ATI: Any Trajectory Instruction for Controllable Video Generation

TL;DR

ATI presents a unified, trajectory-based approach to motion control in video generation by injecting user-defined point trajectories into the latent space of pretrained diffusion-based video models. A Gaussian feature model and tail dropout regularization enable fine-grained control over local, object-level, and camera motions without retraining base backbones, demonstrated on Seaweed-7B and Wan2.1-14B. Extensive experiments show improved controllability and visual quality over modular, prior methods and commercial systems, with practical training and inference times and an interactive trajectory editor for user-friendly design. The work highlights the versatility and compatibility of trajectory-based latent conditioning for integrated motion control in video synthesis.

Abstract

We propose a unified framework for motion control in video generation that seamlessly integrates camera movement, object-level translation, and fine-grained local motion using trajectory-based inputs. In contrast to prior methods that address these motion types through separate modules or task-specific designs, our approach offers a cohesive solution by projecting user-defined trajectories into the latent space of pre-trained image-to-video generation models via a lightweight motion injector.
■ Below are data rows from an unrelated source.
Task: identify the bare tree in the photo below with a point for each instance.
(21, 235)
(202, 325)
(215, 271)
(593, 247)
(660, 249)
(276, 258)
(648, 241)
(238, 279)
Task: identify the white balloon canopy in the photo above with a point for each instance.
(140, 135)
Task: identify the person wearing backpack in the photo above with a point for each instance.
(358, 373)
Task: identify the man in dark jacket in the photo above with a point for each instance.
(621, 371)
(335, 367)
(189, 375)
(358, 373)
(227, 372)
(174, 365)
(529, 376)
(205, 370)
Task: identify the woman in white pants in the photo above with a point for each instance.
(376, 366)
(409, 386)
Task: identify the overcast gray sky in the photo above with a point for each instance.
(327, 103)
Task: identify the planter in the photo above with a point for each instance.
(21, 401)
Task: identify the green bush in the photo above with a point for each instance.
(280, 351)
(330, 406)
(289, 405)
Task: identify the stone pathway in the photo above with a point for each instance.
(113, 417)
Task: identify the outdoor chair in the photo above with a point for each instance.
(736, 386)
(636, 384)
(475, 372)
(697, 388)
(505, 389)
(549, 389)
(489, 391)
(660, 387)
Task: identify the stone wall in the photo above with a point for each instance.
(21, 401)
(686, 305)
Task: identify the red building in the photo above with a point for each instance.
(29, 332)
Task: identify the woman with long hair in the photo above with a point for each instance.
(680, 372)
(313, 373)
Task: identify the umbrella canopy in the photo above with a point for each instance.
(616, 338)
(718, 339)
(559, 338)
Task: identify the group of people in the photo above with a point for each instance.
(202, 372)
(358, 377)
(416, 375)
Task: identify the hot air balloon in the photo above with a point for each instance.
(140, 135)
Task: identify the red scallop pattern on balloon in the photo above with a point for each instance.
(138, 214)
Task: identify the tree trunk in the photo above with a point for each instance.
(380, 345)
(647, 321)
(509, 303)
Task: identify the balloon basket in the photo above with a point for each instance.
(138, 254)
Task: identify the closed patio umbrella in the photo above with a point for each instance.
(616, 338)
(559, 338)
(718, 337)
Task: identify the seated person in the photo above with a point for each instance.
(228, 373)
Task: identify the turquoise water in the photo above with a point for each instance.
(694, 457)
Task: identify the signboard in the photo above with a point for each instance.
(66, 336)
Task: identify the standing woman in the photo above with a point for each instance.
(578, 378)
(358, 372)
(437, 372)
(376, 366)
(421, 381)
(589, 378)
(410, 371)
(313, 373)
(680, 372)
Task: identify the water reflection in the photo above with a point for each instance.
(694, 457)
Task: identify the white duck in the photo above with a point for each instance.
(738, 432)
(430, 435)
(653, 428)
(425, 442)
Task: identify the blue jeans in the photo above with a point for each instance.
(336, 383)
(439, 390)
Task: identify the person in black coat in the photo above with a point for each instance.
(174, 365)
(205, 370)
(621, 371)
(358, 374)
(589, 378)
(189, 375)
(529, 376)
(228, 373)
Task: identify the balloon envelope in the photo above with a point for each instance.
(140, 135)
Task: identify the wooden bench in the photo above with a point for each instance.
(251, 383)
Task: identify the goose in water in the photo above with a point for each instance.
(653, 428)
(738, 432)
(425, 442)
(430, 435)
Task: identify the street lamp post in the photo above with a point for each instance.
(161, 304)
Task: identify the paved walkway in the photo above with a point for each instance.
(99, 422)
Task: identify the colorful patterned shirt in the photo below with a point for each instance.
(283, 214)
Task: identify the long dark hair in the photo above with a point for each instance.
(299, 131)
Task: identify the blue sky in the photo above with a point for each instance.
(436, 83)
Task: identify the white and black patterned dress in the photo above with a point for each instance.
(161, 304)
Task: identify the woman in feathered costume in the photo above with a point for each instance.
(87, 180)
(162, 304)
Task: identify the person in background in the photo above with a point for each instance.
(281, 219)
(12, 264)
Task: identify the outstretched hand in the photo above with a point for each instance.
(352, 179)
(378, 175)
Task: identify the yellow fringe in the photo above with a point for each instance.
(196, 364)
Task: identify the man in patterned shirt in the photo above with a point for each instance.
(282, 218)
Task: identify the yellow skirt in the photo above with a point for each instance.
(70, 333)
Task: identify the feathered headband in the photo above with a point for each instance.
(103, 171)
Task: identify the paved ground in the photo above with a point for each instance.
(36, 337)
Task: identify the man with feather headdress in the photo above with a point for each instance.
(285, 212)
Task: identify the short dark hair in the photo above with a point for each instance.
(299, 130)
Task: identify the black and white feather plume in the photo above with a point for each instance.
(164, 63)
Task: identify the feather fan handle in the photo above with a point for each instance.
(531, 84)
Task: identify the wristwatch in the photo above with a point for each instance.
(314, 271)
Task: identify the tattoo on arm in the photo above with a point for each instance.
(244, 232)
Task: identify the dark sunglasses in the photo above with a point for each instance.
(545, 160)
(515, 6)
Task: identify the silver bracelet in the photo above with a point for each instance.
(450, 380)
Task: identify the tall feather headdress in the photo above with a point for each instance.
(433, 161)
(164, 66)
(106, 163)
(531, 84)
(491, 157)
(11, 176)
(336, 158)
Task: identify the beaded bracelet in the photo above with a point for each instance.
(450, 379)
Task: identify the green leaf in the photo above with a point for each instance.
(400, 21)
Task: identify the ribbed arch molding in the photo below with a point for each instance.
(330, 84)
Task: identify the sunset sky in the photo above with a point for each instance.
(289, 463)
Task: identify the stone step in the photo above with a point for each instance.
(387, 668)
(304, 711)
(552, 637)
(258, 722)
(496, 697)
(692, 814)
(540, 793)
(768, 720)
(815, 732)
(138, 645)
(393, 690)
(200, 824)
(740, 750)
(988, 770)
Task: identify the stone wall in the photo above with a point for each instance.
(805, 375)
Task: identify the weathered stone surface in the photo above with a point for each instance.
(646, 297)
Users can specify keypoints and their motion paths to control localized deformations, entire object motion, virtual camera dynamics, or combinations of these. The injected trajectory signals guide the generative process to produce temporally consistent and semantically aligned motion sequences. Our framework demonstrates superior performance across multiple video motion control tasks, including stylized motion effects (e.g., motion brushes), dynamic viewpoint changes, and precise local motion manipulation. Experiments show that our method provides significantly better controllability and visual quality compared to prior approaches and commercial solutions, while remaining broadly compatible with various state-of-the-art video generation backbones. Project page: https://anytraj.github.io/.

Paper Structure

This paper contains 15 sections, 7 equations, 7 figures, 1 table.

Figures (7)

  • Figure 1: ATI is able to generate a video given an initial frame (left) and a set of user-specified trajectories. Green dots denote the starting points, and red dots indicate the ending points of each trajectory. On the right, we show uniformly sampled frames from the generated video, with colored dots tracking the position of each trajectory point over time.
  • Figure 2: ATI takes an image and user specified trajectories as inputs. The point-wise trajectories are injected into the latent condition for the generation. Videos are decoded from the latent denoised from the DiT.
  • Figure 3: Trajectory Instruction module computes a latent feature from a point's trajectory. During inference, given the point's location in the first frame (i.e., the input image), we sample the feature at that location using bilinear interpolation. We then compute a spatial Gaussian distribution for each visible point on its corresponding location in every subsequent frame.
  • Figure 4: Object Motion Control. Left: the input image overlaid with user‑specified trajectories—green dots mark each trajectory's start point, and arrows mark each end point. Endpoint color encodes trajectory length, indicating that some trajectories span only part of the generated video. Right: five frames uniformly sampled from the generated video. Dot colors serve only to distinguish between trajectories.
  • Figure 5: Video generation results with camera control. Left: Input image superimposed with user specified trajectories. Right: Five frames uniformly sampled from the generated video.